What will happen to my investments if I file for bankruptcy?

On Behalf of | Dec 29, 2023 | Bankruptcy |

Personal bankruptcy is often the last line of protection for those struggling with major financial challenges. Whether a professional lost their job unexpectedly or someone had massive unanticipated medical costs, their debts may exceed their ability to pay. Creditors who do not receive funds quickly from someone who owes them money may eventually become aggressive about debt collection. Florida adults struggling with overwhelming debt or reduced income often have few options other than filing for personal bankruptcy.

However, they may worry about filing because they don’t want to lose their other resources. No one wants to sacrifice their future financial stability to end current financial challenges. Retirement savings, including 401(k)s, 403(b)s and Roth IRAs are often a major source of concern during bankruptcy. Are those resources at risk?

Not all bankruptcies require liquidation

Most people know that bankruptcy can lead to the mandatory sale or liquidation of certain personal assets. Whether or not someone’s assets are subject to liquidation during bankruptcy depends in part on the type of bankruptcy they file.

Liquidation usually only occurs in a Chapter 7 bankruptcy. Chapter 13 bankruptcy requires a repayment plan and therefore does not trigger liquidation requirements. Even in a Chapter 7 bankruptcy scenario, individuals can often protect some or all of their retirement savings.

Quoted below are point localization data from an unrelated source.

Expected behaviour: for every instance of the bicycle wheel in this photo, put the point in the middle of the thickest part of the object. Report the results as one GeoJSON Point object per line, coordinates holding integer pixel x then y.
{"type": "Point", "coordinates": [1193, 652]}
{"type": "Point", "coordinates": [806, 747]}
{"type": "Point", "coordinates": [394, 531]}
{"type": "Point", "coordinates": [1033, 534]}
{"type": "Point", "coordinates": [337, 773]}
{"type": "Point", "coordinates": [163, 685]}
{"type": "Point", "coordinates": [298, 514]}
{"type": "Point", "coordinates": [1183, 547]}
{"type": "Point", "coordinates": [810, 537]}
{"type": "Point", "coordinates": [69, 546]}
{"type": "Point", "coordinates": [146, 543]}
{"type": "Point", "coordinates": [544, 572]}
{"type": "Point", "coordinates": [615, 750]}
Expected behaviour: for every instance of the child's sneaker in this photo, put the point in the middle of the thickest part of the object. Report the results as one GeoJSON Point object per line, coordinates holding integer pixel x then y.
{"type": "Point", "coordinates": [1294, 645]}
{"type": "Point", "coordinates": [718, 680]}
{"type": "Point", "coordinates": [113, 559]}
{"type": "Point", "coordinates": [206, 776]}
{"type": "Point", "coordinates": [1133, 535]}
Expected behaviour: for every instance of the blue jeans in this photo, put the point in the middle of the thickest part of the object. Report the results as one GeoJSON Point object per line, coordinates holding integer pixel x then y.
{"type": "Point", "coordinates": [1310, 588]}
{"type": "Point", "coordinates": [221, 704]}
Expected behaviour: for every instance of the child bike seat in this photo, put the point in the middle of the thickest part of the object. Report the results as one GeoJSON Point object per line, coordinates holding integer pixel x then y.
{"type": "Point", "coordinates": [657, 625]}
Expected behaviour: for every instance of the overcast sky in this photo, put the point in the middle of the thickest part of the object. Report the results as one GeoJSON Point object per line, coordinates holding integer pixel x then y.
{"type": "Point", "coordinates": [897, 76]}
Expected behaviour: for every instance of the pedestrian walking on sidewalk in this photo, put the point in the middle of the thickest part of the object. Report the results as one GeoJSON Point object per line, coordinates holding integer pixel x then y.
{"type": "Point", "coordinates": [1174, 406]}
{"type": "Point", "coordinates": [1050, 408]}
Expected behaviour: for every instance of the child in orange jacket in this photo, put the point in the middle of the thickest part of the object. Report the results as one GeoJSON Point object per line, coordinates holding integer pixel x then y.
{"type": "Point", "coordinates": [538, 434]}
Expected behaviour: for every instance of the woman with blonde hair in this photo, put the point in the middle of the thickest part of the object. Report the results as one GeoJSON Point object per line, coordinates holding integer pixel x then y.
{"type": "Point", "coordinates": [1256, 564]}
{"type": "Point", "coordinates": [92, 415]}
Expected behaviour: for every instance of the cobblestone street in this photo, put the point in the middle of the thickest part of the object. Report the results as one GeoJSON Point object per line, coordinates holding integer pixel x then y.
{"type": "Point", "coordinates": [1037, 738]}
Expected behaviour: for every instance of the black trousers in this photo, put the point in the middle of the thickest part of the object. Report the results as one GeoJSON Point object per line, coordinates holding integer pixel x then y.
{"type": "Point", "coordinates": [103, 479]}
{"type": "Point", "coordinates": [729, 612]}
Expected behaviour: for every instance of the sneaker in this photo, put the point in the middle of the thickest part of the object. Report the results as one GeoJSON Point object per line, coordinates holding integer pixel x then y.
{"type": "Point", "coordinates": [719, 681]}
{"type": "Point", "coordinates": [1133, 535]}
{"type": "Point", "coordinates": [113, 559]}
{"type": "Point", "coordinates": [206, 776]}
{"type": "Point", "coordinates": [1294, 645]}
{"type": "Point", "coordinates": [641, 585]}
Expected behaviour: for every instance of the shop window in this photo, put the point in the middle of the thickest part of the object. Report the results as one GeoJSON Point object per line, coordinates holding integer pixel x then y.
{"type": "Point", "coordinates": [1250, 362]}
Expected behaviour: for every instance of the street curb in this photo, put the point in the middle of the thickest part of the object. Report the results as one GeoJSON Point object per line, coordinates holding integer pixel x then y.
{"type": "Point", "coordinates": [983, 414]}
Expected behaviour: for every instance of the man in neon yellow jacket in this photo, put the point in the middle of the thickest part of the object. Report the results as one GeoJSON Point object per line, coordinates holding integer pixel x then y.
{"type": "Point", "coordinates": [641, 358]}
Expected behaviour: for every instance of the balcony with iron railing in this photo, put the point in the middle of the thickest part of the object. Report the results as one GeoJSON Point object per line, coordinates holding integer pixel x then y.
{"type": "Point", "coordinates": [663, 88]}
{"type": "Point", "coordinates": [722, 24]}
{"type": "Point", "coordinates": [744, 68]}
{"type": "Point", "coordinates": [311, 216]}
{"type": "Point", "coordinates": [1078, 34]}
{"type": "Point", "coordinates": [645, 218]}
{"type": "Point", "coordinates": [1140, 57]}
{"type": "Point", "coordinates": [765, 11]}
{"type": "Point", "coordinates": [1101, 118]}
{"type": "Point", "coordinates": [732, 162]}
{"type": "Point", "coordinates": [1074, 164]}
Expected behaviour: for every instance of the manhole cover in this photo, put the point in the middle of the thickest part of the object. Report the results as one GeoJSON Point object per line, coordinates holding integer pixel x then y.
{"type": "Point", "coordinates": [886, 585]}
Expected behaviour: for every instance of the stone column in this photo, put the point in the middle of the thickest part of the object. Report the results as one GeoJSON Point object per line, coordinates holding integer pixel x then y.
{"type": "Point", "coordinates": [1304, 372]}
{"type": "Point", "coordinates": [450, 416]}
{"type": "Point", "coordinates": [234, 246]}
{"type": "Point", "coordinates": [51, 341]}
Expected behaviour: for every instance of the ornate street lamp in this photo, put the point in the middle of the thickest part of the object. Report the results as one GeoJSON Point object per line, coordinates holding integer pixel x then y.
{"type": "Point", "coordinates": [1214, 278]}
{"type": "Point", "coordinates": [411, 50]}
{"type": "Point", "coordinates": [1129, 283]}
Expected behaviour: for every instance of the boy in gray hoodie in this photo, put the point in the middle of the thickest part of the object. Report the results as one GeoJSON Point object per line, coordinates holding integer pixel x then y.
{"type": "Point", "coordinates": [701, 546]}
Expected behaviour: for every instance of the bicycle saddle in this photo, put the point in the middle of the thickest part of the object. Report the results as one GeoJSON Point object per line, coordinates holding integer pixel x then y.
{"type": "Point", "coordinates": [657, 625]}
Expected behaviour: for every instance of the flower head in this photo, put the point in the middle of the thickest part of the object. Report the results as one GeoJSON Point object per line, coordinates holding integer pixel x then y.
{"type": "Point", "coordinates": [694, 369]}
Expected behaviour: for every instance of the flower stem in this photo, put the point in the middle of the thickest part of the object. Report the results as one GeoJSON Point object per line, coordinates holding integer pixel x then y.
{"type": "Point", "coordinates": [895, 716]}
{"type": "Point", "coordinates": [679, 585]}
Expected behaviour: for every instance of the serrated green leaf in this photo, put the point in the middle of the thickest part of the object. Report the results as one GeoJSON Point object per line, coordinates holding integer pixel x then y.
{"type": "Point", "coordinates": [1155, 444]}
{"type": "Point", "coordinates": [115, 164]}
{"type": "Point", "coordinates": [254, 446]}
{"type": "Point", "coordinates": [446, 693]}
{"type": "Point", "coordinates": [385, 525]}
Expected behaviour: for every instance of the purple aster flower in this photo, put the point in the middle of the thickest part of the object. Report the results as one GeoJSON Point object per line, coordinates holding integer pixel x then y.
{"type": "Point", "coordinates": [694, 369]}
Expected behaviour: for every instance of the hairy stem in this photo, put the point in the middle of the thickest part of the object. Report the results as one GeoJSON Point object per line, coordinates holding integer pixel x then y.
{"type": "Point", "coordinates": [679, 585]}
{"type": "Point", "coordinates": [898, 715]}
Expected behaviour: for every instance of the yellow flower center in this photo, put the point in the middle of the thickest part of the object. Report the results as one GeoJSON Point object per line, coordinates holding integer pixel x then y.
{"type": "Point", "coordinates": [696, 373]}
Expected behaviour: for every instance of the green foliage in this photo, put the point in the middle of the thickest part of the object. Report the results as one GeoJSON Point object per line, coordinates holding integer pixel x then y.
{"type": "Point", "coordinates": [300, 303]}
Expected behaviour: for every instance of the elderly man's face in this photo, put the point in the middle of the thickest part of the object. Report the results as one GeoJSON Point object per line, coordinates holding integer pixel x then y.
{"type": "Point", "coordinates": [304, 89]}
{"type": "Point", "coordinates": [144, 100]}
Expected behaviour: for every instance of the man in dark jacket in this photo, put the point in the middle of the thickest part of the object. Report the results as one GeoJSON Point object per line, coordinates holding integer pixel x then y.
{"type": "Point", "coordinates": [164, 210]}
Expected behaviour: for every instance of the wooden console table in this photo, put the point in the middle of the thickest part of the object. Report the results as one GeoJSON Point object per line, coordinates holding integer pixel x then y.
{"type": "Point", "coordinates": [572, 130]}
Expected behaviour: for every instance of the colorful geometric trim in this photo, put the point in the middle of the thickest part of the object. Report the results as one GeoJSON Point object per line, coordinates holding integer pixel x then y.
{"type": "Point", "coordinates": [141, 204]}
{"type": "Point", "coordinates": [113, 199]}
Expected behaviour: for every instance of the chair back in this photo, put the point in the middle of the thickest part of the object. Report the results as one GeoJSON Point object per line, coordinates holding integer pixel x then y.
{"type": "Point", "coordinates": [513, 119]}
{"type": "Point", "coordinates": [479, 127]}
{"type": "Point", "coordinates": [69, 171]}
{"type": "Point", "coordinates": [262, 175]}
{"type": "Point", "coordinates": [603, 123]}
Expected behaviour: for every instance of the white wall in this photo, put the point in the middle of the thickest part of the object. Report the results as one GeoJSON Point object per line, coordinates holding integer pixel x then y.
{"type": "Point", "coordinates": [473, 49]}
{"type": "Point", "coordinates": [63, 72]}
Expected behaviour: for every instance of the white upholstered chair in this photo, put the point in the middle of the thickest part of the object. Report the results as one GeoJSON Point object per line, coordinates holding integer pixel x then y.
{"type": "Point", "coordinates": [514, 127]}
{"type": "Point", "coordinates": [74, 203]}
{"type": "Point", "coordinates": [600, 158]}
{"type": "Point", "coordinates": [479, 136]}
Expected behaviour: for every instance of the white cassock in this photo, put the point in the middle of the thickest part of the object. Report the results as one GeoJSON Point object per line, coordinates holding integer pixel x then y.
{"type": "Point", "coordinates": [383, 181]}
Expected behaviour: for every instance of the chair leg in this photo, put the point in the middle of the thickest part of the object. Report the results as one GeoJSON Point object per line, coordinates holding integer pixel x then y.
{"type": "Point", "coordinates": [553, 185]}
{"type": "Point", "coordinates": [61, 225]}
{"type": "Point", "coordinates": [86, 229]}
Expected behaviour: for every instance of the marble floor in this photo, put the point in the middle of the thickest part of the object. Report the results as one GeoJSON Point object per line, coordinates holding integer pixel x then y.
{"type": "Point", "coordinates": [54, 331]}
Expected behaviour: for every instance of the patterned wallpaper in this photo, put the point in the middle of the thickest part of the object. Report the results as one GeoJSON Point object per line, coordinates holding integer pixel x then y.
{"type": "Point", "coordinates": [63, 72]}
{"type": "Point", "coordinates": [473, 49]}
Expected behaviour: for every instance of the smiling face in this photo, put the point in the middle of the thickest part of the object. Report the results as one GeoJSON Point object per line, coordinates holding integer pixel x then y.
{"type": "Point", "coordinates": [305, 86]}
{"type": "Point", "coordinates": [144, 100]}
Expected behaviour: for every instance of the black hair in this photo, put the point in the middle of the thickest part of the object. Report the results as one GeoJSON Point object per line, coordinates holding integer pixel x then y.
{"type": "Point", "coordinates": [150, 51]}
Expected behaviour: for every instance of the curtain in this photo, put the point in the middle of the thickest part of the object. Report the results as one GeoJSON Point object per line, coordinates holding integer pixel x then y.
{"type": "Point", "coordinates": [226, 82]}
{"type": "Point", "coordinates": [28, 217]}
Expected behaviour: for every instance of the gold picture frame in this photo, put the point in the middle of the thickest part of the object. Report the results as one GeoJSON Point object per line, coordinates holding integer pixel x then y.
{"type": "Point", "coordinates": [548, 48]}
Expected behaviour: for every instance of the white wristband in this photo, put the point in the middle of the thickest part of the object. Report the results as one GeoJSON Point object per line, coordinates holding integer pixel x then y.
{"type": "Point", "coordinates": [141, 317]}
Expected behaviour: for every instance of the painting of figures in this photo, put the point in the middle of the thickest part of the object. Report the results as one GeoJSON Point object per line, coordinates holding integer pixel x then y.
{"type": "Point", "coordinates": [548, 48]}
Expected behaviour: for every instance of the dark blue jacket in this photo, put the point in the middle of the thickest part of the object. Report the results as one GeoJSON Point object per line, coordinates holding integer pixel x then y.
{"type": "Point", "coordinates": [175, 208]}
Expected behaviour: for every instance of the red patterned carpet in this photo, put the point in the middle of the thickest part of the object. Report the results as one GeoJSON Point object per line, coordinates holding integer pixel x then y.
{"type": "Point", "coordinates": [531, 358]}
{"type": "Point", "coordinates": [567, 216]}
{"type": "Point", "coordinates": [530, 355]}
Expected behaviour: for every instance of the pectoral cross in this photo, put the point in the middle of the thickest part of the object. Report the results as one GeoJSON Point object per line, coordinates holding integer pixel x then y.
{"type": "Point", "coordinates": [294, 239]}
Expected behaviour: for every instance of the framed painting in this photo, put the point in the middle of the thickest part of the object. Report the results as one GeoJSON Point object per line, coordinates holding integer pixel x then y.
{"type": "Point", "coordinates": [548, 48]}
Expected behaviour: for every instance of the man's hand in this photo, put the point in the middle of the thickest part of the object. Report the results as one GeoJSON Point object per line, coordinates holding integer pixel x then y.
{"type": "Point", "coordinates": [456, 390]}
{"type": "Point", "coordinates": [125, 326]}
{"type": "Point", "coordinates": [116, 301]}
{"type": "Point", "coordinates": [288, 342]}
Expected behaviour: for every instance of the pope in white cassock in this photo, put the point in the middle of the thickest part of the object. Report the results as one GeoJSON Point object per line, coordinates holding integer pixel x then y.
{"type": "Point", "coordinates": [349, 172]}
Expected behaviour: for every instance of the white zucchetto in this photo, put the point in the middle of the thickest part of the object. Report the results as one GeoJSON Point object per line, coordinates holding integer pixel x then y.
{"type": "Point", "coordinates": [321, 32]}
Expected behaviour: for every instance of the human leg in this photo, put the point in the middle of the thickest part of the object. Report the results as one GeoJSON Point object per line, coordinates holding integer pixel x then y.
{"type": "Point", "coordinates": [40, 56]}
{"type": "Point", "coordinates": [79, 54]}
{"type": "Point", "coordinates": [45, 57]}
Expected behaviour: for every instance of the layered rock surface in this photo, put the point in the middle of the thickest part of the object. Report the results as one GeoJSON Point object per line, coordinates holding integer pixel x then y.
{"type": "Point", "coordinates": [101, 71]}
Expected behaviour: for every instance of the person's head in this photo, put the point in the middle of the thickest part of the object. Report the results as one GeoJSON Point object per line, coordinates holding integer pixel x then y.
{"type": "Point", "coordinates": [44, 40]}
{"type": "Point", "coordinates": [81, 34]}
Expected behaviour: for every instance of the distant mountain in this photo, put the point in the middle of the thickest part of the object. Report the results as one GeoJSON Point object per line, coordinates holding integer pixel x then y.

Certain accounts are exempt

Under current Florida statutes, Chapter 7 bankruptcy typically does not endanger retirement savings or pensions. Retirement resources are generally exempt from liquidation if someone either has a pension through their employer or uses specialized retirement accounts. Roth IRAs, 401(k)s and 403(b) accounts generally all have protection from liquidation in a Chapter 7 filing.

Sadly, the same is not necessarily true for personal investments intended for retirement. Resources held in mutual funds or stocks purchased to provide income during retirement may be subject to liquidation in a Chapter 7 bankruptcy. Even then, there may be tactics that people can use to reduce how much of their resources are at risk.

For the most part, those pursuing bankruptcy in Florida can move forward without much fear of their filing preventing their retirement. Learning more about the Florida rules for bankruptcy may help those who are struggling financially and looking for relief.